I really wasn’t hungry, but she had gone to some trouble to make the brownies for me. Just one square was missing from the pan, which meant she had even fended off my father.
“They look great,” I said, trying to sound enthusiastic as I cut into them.
“Dee, I’m sorry it didn’t work out tonight the way you wanted it to.”
I shrugged. “I knew t would end up like this. I knew what I was getting myself into, but I owed him.” I poked the knife at some crumbs. “Though it wasn’t just that,” I said quietly. “I know this sounds crazy, but I really do want Jae to be happy – even if being happy means being with Jessica. So I helped him along. Crazy, huh?”
“Craziness runs in the family,” Bom said, throwing one leg over the side of the bed. “But listen, you may be surprised. I wish it was Jae who’d surprise you – but if he doesn’t, somebody else will. It’s true,” she said, swinging her foot.
“Dee, if there is one thing I’ve learned in the last couple of weeks, it’s that the people are full of surprises. They have little ways of being there for you, of making you smile when you’ve decided you won’t even again. And that gets you through,” she said, glancing up at the shelf that held Top’s panda bears and kids’ cards.
I chewed thoughtfully.
“Other people will get you through,” she repeated. “Trust me on that.”

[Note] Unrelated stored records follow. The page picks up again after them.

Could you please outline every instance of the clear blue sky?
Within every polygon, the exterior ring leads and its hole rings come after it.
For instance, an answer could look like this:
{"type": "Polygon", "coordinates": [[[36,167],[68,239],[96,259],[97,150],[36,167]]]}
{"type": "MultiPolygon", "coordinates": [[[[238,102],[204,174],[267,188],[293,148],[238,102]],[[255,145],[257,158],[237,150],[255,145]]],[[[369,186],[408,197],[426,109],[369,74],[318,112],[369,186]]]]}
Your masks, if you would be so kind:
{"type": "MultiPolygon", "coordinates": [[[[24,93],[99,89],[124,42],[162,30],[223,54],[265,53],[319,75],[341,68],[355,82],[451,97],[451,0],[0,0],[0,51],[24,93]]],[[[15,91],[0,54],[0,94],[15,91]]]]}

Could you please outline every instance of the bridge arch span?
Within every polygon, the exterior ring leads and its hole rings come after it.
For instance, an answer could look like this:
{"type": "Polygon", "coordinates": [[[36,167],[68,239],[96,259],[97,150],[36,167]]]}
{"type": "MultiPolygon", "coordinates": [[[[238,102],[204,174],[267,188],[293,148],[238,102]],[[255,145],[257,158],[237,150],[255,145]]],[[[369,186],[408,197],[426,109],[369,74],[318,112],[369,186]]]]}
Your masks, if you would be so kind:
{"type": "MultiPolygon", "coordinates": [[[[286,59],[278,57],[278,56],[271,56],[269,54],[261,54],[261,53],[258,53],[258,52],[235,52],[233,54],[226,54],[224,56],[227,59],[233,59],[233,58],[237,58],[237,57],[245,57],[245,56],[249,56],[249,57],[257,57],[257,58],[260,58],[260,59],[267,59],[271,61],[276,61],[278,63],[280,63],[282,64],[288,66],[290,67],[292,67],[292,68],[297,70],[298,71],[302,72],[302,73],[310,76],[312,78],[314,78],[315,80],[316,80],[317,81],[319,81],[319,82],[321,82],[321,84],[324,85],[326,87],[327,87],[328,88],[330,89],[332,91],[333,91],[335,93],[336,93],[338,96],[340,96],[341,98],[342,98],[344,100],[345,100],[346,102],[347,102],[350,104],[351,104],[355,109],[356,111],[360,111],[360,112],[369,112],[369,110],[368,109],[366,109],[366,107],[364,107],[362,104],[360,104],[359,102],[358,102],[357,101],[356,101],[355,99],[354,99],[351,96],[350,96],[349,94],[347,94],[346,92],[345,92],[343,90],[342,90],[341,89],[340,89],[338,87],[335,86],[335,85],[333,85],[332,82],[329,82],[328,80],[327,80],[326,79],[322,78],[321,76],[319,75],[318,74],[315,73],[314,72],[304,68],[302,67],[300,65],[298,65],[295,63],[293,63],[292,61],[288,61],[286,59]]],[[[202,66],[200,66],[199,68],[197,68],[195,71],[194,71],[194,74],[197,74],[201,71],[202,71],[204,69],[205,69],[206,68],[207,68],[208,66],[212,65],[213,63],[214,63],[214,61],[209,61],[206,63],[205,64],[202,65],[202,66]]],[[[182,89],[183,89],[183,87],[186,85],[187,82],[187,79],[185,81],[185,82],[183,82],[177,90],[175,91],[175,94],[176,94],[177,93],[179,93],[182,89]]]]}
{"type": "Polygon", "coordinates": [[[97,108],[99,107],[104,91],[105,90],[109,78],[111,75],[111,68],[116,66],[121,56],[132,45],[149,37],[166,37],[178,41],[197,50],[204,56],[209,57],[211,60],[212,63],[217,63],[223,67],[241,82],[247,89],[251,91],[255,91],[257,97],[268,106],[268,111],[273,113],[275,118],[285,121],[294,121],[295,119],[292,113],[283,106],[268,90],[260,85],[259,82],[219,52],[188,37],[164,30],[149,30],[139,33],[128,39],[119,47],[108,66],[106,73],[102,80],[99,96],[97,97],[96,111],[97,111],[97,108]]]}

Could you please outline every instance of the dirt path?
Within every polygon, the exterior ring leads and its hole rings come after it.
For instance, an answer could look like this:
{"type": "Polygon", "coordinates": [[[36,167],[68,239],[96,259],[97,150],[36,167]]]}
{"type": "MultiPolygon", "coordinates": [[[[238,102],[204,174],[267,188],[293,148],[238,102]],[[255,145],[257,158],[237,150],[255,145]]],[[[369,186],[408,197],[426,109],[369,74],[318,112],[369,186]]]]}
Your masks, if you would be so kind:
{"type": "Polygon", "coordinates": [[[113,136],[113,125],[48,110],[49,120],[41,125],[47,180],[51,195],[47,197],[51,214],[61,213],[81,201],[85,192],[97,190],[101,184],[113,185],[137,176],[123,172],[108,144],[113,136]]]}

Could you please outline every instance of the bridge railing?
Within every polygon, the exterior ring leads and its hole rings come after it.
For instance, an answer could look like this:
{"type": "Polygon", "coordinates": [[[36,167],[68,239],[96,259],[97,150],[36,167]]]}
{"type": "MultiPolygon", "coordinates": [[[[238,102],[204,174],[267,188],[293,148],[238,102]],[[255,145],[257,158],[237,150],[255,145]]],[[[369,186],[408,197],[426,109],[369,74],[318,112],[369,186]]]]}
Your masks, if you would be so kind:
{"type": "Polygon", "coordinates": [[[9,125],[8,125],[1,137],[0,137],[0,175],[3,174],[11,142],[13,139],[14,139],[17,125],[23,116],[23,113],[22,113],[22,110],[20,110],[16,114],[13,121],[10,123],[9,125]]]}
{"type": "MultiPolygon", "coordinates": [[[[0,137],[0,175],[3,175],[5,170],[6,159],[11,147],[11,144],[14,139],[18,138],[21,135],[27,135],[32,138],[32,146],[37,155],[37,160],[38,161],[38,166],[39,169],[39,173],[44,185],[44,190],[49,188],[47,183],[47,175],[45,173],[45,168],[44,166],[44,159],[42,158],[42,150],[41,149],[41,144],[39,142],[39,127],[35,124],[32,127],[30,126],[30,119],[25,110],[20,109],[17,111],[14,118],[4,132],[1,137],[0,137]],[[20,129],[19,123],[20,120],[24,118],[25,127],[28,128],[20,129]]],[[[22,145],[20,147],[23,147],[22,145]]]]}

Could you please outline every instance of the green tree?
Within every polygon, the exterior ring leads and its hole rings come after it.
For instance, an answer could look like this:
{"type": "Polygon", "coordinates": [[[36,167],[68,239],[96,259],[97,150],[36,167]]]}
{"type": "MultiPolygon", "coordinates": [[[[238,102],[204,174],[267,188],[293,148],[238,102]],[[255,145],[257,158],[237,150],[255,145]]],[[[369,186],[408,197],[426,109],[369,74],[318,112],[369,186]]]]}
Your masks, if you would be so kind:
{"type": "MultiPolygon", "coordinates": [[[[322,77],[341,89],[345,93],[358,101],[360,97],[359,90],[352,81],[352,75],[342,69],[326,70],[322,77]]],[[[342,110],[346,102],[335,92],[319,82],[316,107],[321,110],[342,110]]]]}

I wasn’t going to commit myself. “Aren’t you having any brownies?”
“Already did. Dad and I split that square.”
“Yeah, but you’re eating for two, Bommie. You’ve got to get serious about this if corn-muncher is going to be born a chocoholic and corn-addict – which I’m counting on. I’m planning to buy humungous chocolate bunnies and cans of corns, which corn-muncher will gratefully share with Aunt Dee. And when corn-muncher can walk, we’re dressing up and going trick-or-treating together, a shopping bag in each of corn-muncher’s hands. Then at Christmas, well, let’s just say I have big plans for chocolate bonding with this kid.”
Bom laughed and cut as each a brownie. We ate in silence, but it was a comfortable one, and she was still smiling a little. Then we turned off the light.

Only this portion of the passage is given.